Yes, even when the Phillies play the Mets.

With baseball season about to start, I turn our attention to one of the national pastime’s most maddening, odious traditions: fans throwing back home run balls hit by opposing teams. When it comes to modern-day crimes against the integrity of the game, I think this one bothers me more than steroids, the designated hitter and artificial turf put together.

We’ve all seen it happen. A member of the road team hits a home run. A fan catches it. A chant rises up: “Throw it back! Throw it back!” The fan tosses the ball back onto the field, and then everyone cheers.

The tradition, according to most accounts, started with Chicago Cubs fans, though it’s been adopted by various other fan bases, those at Citizens Bank Park included. But anywhere it happens, it’s an awful thing that needs to end.

There are many reasons for the loathsomeness of this practice. On top of the bad sportsmanship, it’s an impotent gesture that smacks of sore loserdom. It also doesn’t affect the outcome of the game; it’s not like throwing the ball back makes the home run not count. Nor does it psych out or intimidate the opposing team or “send a message,” as though an opposing slugger is going to think twice about swinging for the fences again if he knows the fans aren’t standing for it.

Throwing back a homer is the fan equivalent of losing a hand of poker to someone, and then reacting by slapping them across the face.

But even more than that, throwing the ball back on the field is a waste of a perfectly good souvenir.

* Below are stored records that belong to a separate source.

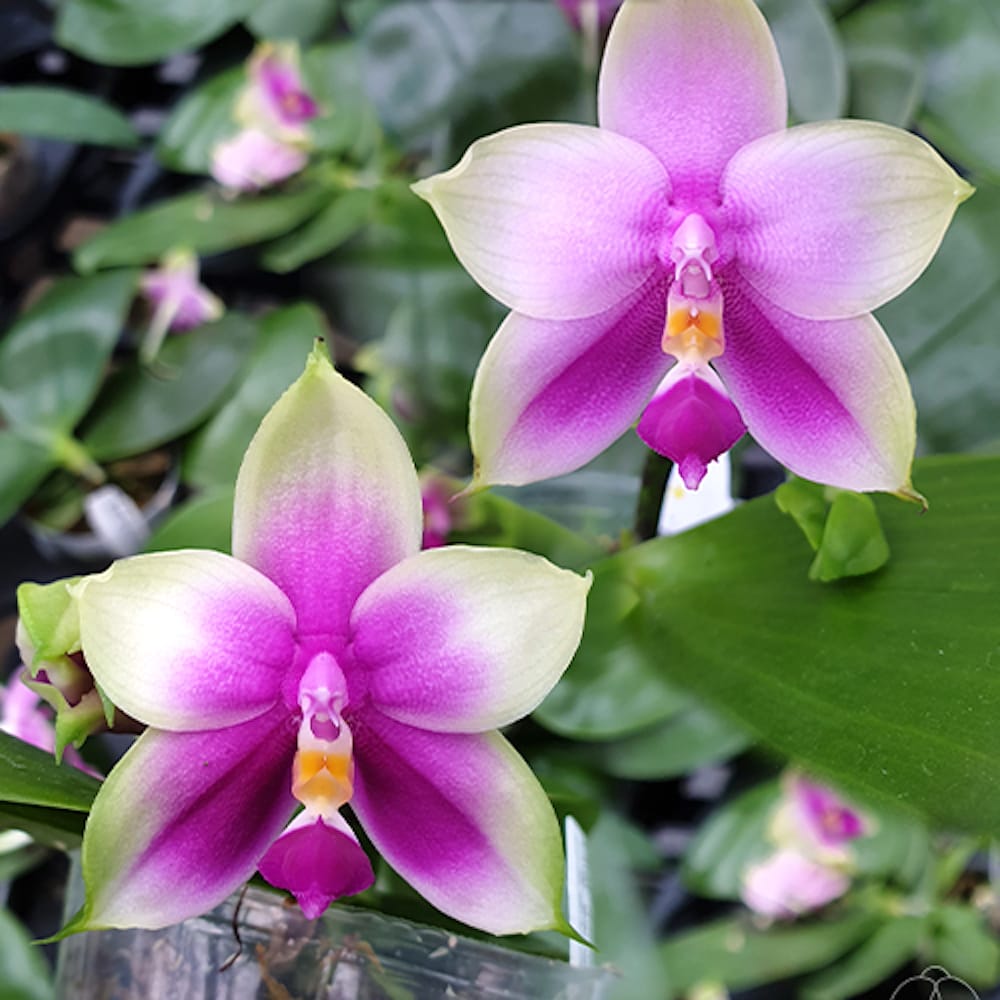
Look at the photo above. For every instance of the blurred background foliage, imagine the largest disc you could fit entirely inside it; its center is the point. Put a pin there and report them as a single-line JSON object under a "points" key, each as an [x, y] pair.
{"points": [[709, 659]]}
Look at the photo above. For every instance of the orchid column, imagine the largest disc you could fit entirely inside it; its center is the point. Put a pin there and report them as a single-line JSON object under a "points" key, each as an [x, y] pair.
{"points": [[694, 265]]}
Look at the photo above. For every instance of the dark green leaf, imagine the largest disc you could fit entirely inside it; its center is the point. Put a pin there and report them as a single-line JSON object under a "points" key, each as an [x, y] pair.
{"points": [[140, 410], [53, 358], [132, 32], [32, 777], [735, 953], [284, 340], [203, 222], [346, 214], [883, 952], [24, 973], [885, 684], [693, 737], [202, 119], [54, 113], [204, 522], [301, 20], [811, 56]]}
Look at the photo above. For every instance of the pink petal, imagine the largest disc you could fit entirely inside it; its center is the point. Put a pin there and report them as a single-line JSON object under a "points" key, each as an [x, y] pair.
{"points": [[829, 399], [186, 640], [551, 395], [318, 860], [691, 420], [555, 221], [788, 884], [252, 160], [463, 820], [183, 819], [693, 81], [833, 219], [327, 498], [465, 639]]}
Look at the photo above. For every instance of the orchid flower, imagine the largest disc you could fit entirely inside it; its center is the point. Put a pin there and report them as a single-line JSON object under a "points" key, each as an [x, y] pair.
{"points": [[328, 662], [693, 235], [274, 110], [180, 302]]}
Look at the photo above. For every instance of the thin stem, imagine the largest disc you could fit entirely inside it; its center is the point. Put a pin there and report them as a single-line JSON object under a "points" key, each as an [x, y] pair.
{"points": [[652, 489]]}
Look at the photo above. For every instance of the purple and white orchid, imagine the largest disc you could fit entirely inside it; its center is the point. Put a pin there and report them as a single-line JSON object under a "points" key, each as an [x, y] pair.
{"points": [[692, 229], [328, 662]]}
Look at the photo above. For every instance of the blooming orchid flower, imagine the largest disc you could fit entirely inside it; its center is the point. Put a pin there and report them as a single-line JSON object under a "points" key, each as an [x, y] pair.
{"points": [[328, 662], [693, 233], [180, 302]]}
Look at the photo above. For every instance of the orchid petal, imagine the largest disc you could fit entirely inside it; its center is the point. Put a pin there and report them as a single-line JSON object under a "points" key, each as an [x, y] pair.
{"points": [[551, 395], [693, 81], [182, 821], [556, 221], [318, 859], [463, 820], [467, 639], [327, 498], [829, 399], [186, 640], [833, 219]]}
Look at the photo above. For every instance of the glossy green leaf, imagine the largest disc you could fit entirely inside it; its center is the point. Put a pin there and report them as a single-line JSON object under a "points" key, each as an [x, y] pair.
{"points": [[811, 55], [204, 222], [54, 113], [692, 738], [201, 120], [140, 409], [133, 32], [53, 358], [963, 77], [613, 687], [284, 340], [884, 951], [886, 684], [963, 942], [25, 464], [32, 777], [203, 522], [301, 20], [24, 973], [346, 214], [738, 955], [944, 328]]}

Catching a home run ball at a baseball game, for most people, is a once-in-a-lifetime event, something that defies astronomical odds. And if you make a spectacular catch of the ball, that’s even better, especially if you have kids with you, and they’re just beginning to discover the wonders of the game. If you catch a ball, there should only be two options: 1) Keep it, or 2) Give it to a kid sitting near you.

In a perfect combination of the opposite of both, I give you this heartwarming father-daughter moment from the 2010 season, in which a gentleman in the front row of left field at Citizens Bank Park catches a home run ball and hands it to his buddy—a man holding what appears to be his baby daughter—who then motions the baby’s arm to throw the ball onto the field.

Had it been me, I’d have let my own baby son keep the ball, just to have a game ball in his room. He doesn’t need to know that Rod Barajas hit that homer three years after leaving the Phillies.

I realize I may be alone on this one. There’s a Facebook group called Phillies Fans Against Throwing Back Home Run Balls, but it only has one member (not me) and hasn’t been updated since mid-2010. Baseball, unlike every other sport in the world, lets you keep the ball if you’ve caught it. So why just toss that aside for no particular purpose?